Back to Glossary
Architecture

Flash Attention

Definition

An IO-aware attention algorithm that reduces memory usage and speeds up transformer inference by minimizing GPU memory reads/writes through tiling and recomputation.

Why It Matters

Flash Attention is one of the most important optimizations in modern LLM infrastructure. Standard attention implementations treat GPU memory as unlimited. They materialize the full attention matrix, which grows quadratically with sequence length. Flash Attention rewrites this computation to be IO-aware, dramatically reducing memory bandwidth and enabling longer contexts at lower cost.

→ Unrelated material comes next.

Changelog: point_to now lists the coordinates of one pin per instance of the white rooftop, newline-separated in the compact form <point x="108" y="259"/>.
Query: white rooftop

For AI engineers, Flash Attention knowledge matters because it’s now the default in most production LLM deployments. Understanding it explains why some models handle long contexts efficiently while others don’t, and helps you make informed decisions about inference optimization. It’s also the foundation for more advanced techniques like Flash Attention 2 and 3.

The impact is significant: 2-4x faster training, 50-70% memory reduction, and the ability to process much longer sequences on the same hardware. This is how modern models achieve 128K+ context windows without prohibitive costs.

How It Works

The Memory Bottleneck Problem

Standard attention computes the full N×N attention matrix (where N is sequence length), stores it in GPU high-bandwidth memory (HBM), applies softmax, then multiplies with values. For long sequences, this matrix becomes massive:

  • 4K tokens: 64MB for the attention matrix alone
  • 32K tokens: 4GB for the attention matrix
  • 128K tokens: 64GB, larger than most GPU memory

The bottleneck isn’t compute, it’s memory bandwidth. Moving data between HBM and GPU compute units is slow and expensive.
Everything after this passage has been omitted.